Sie schaute noch einmal zum zerborstenen Fenster und hindurch, sah die Wipfel des Waldes, die sich träge vor dem nachtschwarzen Himmel wiegten, während die ersten Schneeflocken dieses „Winterabends“ zu Boden schwebten. Dann stieß sie ein vernehmliches Seufzen aus, schüttelte unmerklich den Kopf, als wäre sie sich selbst nicht sicher, was sie hier eigentlich tat oder warum – und dann ...

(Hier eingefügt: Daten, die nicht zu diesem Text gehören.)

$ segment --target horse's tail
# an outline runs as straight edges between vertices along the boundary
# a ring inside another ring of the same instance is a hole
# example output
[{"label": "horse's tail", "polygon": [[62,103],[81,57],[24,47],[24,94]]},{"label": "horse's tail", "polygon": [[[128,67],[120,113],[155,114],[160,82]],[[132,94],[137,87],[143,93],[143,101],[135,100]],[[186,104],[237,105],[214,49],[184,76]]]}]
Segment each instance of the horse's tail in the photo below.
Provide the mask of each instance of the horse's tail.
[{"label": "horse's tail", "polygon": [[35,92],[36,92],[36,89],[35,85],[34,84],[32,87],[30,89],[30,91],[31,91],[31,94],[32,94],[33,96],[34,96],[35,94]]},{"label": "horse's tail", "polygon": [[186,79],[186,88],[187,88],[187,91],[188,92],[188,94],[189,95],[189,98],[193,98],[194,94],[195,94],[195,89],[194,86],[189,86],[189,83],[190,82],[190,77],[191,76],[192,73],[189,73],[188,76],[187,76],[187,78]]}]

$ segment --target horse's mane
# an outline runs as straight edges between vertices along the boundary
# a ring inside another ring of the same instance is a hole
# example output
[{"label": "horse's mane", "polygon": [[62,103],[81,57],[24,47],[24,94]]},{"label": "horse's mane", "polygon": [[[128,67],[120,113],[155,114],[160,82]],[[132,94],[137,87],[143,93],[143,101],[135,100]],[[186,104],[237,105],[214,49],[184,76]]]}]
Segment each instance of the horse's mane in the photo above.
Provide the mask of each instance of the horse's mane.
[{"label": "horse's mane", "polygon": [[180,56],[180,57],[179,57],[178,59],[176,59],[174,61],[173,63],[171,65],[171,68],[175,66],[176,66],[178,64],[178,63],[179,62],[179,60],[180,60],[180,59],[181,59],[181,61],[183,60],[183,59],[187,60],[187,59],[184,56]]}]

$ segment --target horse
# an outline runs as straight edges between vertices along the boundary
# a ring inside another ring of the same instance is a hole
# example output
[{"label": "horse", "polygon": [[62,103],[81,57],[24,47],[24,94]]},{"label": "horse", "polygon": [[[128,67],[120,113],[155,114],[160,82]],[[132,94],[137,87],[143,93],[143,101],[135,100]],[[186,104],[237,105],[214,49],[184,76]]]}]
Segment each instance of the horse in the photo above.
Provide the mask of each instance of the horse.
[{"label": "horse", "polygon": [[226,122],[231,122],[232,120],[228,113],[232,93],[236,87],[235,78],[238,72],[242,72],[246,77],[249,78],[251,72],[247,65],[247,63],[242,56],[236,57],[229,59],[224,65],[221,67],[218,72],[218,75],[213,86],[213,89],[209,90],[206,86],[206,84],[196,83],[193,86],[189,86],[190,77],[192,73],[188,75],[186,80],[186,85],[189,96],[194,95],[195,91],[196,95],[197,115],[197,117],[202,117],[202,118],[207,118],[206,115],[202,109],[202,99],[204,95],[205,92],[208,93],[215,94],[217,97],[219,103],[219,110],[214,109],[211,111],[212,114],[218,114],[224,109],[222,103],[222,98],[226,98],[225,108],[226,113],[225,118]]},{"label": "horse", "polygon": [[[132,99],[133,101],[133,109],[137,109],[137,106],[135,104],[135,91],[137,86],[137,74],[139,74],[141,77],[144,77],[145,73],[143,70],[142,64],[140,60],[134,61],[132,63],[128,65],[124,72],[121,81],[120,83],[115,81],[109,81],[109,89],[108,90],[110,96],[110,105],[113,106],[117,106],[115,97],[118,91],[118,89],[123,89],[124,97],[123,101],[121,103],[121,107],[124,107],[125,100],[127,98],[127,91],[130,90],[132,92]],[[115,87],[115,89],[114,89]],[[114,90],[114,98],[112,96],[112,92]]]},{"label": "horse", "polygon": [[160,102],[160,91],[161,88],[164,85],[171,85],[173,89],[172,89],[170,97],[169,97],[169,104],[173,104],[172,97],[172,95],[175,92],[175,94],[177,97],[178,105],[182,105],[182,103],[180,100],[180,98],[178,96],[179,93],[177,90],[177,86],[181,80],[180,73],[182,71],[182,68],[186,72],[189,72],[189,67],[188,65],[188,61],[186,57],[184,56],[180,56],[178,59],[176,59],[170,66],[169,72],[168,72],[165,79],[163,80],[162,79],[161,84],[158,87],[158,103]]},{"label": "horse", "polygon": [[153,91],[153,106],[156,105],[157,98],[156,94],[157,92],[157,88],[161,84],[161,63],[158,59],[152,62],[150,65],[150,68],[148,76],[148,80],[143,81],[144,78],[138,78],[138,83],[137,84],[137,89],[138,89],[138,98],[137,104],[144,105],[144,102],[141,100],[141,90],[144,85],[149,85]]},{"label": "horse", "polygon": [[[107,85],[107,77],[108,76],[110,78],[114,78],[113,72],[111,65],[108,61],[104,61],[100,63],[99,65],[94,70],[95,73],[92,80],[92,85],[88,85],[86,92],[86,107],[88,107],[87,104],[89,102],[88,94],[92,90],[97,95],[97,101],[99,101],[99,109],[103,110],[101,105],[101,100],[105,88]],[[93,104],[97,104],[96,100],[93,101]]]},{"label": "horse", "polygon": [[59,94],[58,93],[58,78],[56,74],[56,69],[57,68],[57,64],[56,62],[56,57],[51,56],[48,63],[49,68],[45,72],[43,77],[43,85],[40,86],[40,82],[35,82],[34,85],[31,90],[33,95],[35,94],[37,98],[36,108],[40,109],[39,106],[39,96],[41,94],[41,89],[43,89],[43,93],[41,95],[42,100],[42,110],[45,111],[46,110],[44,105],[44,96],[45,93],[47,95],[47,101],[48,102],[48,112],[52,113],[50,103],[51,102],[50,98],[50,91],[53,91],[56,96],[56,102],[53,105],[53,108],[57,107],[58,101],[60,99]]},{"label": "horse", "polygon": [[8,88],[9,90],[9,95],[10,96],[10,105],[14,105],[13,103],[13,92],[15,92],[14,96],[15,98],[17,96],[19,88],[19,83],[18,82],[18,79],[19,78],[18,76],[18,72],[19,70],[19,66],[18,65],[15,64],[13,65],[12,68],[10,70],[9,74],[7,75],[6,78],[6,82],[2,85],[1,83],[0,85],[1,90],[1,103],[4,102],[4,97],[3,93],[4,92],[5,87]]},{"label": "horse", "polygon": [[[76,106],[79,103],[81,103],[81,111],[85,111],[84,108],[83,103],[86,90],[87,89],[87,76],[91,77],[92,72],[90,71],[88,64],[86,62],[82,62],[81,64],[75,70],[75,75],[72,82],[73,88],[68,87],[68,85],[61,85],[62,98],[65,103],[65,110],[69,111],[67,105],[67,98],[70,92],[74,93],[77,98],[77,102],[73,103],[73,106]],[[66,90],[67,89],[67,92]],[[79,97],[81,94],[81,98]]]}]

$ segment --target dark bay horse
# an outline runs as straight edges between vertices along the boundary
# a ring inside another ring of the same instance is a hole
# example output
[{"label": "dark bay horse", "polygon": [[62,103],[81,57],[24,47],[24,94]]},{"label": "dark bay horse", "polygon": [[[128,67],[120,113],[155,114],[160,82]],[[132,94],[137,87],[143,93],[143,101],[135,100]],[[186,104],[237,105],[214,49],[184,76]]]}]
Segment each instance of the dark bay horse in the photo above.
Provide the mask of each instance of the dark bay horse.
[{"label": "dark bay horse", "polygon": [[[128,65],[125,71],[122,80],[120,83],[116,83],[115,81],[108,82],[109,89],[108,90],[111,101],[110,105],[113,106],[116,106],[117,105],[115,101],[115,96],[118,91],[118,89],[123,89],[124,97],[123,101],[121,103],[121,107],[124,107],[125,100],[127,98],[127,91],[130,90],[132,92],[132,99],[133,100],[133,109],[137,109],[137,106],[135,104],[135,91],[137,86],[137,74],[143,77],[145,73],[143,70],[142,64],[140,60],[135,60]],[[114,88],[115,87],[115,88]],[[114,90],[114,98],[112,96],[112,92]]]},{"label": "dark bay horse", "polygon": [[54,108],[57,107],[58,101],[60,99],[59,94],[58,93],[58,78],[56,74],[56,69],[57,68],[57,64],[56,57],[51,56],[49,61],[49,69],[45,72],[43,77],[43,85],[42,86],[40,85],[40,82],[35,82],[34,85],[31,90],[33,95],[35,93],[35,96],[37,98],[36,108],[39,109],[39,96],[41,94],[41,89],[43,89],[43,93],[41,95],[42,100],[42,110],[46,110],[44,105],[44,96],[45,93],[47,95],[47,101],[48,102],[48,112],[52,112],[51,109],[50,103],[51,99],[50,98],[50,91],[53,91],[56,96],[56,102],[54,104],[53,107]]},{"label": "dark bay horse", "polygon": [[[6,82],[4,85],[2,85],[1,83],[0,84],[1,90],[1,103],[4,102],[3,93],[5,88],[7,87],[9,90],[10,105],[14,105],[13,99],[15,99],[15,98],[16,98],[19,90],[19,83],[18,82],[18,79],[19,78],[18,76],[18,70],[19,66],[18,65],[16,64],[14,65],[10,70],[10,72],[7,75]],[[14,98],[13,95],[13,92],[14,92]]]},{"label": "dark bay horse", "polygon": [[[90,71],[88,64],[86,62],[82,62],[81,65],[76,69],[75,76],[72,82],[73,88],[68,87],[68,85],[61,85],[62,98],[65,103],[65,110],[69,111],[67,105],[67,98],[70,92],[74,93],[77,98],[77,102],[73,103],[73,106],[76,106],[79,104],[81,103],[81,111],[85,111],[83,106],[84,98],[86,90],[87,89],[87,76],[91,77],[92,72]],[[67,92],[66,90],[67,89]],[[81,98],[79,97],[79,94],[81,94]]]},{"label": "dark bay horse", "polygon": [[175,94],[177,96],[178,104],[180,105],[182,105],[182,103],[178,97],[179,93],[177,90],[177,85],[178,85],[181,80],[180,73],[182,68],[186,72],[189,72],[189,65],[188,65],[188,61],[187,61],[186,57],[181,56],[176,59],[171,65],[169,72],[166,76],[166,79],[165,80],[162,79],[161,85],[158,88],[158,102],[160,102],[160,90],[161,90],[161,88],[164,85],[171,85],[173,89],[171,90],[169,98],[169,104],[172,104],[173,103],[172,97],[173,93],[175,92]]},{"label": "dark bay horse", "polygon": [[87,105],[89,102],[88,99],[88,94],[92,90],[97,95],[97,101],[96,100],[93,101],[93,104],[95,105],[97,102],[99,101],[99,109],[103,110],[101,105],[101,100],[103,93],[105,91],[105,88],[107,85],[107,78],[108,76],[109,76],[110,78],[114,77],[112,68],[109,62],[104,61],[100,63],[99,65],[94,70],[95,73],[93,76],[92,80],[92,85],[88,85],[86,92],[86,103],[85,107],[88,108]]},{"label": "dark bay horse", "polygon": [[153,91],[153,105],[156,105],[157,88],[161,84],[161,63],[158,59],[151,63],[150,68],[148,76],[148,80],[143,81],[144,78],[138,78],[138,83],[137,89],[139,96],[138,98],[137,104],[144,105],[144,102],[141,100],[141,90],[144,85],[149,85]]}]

Dann trat auch Zara durch das magische Portal, ohne zu wissen, wohin es führte, was sie auf der anderen Seite erwartete oder ob sie jemals wieder zurückkehren würde.
X.
Der Ortswechsel vollzog sich unverzüglich und ohne jeden Übergang. In einem Moment trat Zara in der Dachkammer von Iliam Zaks Turm durch das Portal, im nächsten breitete sich um sie herum eine düstere glucksende Sumpflandschaft aus. Sie stolperte noch einen Schritt nach vorn – und stieß gegen Jael, die erschrocken herumwirbelte, die Hand sofort am Griff des Schwertes, um es aus der Scheide zu reißen.
„Entschuldige“, flüsterte Zara. „Es – es hat funktioniert?“ Sie schaute sich um und spürte, dass sie fröstelte. Es war kalt hier. Doch das konnte es nicht sein, was diese unnatürliche Kälte in ihr hervorrief. Dies war ein böser Ort, das spürte Zara mit all ihren vampirischen Sinnen. Ein Ort, der auch eine Kreatur wie sie innerlich frieren ließ.
„Ja, es hat funktioniert“, beantwortete Jael die eigentlich überflüssige Frage der Vampirin.
Das Dimensionstor hinter Zara blieb nicht bestehen, wie die Vampirin bemerkte, als sie sich umwandte. Es flimmerte, flackerte, brach dann in sich zusammen und war verschwunden, als habe es nie existiert. Damit war klar, dass die Gefährten es für die Rückkehr nicht mehr würden benutzen können. Das Zauberbuch war auf der anderen Seite des Portals zurückgeblieben, und die entsprechenden Substanzen, die für den Zauber nötig waren, hatten sie auch nicht dabei.
„Das wird ein langer, beschwerlicher Weg zurück nach Sternental“, murmelte Zara. In ihrer Nähe befand sich auch Falk, und Thor sprang hechelnd an ihrem Bein hoch, um seine Herrin freudig zu begrüßen. Zara tätschelte seinen Kopf und schaute sich die Umgebung an, wobei sie auch ihre vampirischen Sinne einsetzte, um zu ertasten, ob in unmittelbarer Nähe eine Gefahr auf sie lauerte. Doch sie registrierte nichts.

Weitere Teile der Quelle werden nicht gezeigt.